The next question becomes how much meat comes off an individual animal. As I mentioned earlier, once I started tracking and adding up the cuts coming back from the processor, I was shocked at how few premium steaks there actually are on a finished steer. You have to track and count up the weights you get back in order to come up with an average number of each item. For my hog example, I figured on 32 pounds of sausage, 46 pounds of loin chops (bone-in or boneless? It matters), 12 pounds of bacon, 6 pounds of spare ribs, 24 pounds of ham and 10 pounds of shoulder; this totaled 130 pounds of meat. That means that my average price per pound for pork should be at least $6.47 to cover my true cost of producing that hog.
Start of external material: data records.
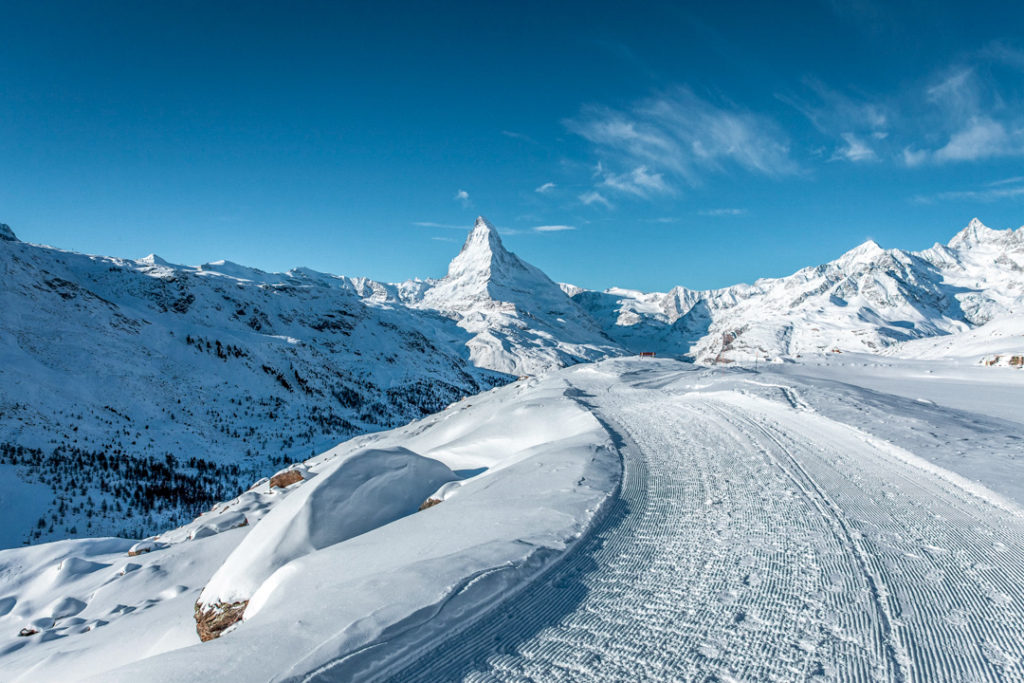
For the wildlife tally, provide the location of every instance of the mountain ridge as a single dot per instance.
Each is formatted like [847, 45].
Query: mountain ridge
[174, 372]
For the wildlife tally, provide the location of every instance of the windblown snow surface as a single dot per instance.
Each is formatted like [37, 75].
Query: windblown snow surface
[631, 519]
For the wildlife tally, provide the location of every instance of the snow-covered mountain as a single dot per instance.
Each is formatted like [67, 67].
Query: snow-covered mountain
[866, 300]
[133, 392]
[521, 322]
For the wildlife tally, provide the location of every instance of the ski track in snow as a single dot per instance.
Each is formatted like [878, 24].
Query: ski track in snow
[755, 541]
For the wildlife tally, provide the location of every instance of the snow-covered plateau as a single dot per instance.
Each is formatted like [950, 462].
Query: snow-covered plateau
[824, 478]
[630, 519]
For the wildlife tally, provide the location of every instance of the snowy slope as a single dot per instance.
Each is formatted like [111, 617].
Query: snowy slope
[998, 342]
[137, 392]
[866, 300]
[337, 560]
[769, 525]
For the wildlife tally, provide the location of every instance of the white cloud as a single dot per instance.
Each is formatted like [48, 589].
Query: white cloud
[679, 136]
[450, 226]
[975, 118]
[518, 136]
[914, 157]
[722, 212]
[982, 137]
[639, 181]
[595, 198]
[994, 191]
[850, 118]
[855, 150]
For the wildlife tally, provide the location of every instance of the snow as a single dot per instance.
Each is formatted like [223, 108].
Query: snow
[348, 497]
[867, 300]
[851, 510]
[767, 524]
[535, 471]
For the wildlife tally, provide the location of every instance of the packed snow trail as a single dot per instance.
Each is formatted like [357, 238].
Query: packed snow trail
[757, 541]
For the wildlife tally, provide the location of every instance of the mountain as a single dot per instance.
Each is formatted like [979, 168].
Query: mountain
[133, 393]
[521, 322]
[868, 299]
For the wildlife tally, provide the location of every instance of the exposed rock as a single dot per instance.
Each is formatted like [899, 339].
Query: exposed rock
[213, 622]
[285, 479]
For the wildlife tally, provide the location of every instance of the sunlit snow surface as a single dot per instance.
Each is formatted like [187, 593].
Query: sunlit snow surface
[848, 518]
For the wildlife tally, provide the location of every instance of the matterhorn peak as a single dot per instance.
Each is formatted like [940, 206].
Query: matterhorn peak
[975, 232]
[483, 235]
[154, 259]
[863, 253]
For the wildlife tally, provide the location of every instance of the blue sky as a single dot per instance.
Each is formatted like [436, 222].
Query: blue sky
[701, 145]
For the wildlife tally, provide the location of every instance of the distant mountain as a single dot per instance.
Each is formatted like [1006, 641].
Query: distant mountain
[866, 300]
[134, 392]
[521, 322]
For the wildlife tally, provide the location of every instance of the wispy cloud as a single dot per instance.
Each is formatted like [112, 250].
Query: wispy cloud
[1008, 188]
[639, 181]
[854, 150]
[854, 122]
[675, 137]
[974, 118]
[594, 197]
[450, 226]
[722, 212]
[518, 136]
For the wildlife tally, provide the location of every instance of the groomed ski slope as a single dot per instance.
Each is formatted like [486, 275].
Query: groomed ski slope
[842, 522]
[756, 540]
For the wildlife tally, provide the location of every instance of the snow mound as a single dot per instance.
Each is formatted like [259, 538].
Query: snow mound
[352, 496]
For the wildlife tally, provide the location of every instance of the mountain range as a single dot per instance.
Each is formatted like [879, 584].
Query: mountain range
[133, 393]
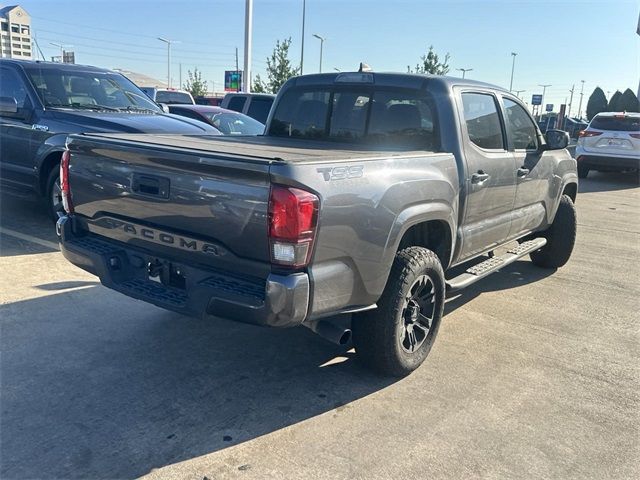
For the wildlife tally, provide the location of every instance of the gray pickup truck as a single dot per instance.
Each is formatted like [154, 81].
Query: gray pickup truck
[371, 194]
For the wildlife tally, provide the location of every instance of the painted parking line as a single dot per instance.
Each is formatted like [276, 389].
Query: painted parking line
[29, 238]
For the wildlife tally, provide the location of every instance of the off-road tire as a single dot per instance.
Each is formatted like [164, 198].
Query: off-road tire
[583, 171]
[50, 208]
[561, 237]
[376, 334]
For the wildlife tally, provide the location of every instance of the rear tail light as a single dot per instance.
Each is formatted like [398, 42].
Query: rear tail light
[293, 217]
[64, 182]
[588, 133]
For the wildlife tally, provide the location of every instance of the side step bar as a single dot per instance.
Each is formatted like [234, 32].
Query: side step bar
[493, 264]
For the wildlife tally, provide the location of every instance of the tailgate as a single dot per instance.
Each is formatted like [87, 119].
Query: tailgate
[191, 206]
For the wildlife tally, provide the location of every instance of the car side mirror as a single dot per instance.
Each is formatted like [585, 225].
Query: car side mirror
[8, 105]
[556, 139]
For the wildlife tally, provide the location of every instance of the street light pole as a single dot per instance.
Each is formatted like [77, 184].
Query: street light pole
[168, 42]
[304, 13]
[62, 47]
[322, 39]
[464, 70]
[544, 89]
[580, 104]
[513, 66]
[248, 27]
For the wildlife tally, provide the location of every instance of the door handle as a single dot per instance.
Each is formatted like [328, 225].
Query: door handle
[479, 177]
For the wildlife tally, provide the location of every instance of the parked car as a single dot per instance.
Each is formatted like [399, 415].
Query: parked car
[41, 102]
[255, 105]
[168, 96]
[227, 121]
[611, 143]
[364, 193]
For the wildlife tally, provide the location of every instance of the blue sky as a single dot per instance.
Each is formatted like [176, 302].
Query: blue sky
[558, 42]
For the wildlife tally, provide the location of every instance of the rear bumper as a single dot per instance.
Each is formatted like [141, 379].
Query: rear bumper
[277, 301]
[608, 162]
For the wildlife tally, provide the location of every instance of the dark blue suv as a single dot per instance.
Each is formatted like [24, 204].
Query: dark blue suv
[41, 103]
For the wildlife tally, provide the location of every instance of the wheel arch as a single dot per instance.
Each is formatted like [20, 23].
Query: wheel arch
[430, 225]
[51, 161]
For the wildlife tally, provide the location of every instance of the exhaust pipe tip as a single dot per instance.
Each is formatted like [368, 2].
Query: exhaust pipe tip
[330, 331]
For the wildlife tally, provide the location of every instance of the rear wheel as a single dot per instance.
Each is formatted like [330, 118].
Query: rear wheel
[396, 338]
[561, 237]
[53, 194]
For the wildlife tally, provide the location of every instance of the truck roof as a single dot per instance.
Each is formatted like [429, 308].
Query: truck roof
[52, 65]
[392, 79]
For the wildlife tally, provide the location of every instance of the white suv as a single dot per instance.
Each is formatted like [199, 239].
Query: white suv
[611, 143]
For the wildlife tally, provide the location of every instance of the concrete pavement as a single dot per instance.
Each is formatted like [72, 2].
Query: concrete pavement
[535, 374]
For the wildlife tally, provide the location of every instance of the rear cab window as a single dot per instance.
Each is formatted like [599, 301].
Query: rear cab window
[381, 117]
[615, 123]
[259, 108]
[523, 134]
[12, 86]
[482, 120]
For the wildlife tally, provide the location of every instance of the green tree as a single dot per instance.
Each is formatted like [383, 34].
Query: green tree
[430, 63]
[614, 102]
[195, 85]
[629, 101]
[597, 103]
[279, 69]
[258, 85]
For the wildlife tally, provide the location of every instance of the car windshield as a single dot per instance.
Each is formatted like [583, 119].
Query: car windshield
[88, 90]
[172, 97]
[235, 124]
[617, 124]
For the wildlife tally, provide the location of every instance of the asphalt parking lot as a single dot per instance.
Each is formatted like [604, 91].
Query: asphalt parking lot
[535, 374]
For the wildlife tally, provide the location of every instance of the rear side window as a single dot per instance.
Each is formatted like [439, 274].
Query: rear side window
[12, 86]
[236, 103]
[259, 108]
[617, 124]
[483, 122]
[397, 119]
[522, 131]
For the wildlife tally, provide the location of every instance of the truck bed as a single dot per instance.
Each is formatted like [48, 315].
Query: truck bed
[255, 149]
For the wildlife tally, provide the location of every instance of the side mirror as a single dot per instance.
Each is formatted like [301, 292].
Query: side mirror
[556, 139]
[8, 105]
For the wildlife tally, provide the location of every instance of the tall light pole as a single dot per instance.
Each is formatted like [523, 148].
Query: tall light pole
[580, 104]
[62, 47]
[513, 66]
[573, 87]
[544, 89]
[464, 70]
[168, 42]
[304, 13]
[322, 39]
[248, 27]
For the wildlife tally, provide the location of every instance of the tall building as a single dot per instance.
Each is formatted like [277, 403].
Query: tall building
[15, 33]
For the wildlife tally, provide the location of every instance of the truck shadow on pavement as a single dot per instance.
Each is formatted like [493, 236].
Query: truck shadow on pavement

There is definitely flexibility to move that price around depending on the cut, and this is where you can start to compare yourself against your competitor. She sells her bacon at $8 per pound? Maybe you can match that, but only if you sell your sausage at a pricey $6.50 per pound. Which will you have more of? Which is more likely to be seen as a premium cut? Probably move the sausage at $5 per pound, sell the bacon at $12, and be ready to tell your customers why the price difference is so completely worth it!
That brings me to my final word of advice on this topic: don’t back down. You worked hard on your product. You put in the time, you put in the money, your animal or plant paid the ultimate sacrifice, all so that your customer could eat healthy, clean and humanely. That is worth the price, no matter how many times someone visibly blanches or outright scoffs at your prices and walks away with their nose in the air before getting in their car to wait in the fast-food drive-through line. Be ready to tell folks why your product costs what it does, but do not waiver. If you can’t sell your product for what you need to, then the only conversation that needs to happen is whether or not to continue that enterprise. Have a sale every now and then, offer excess inventory for a reduced price, adjust your prices based on demand and supply, but always keep your bottom line in mind and do not sell below it — that is the realm of a low-cost producer who cheats to sell cheap food, and that cannot be you.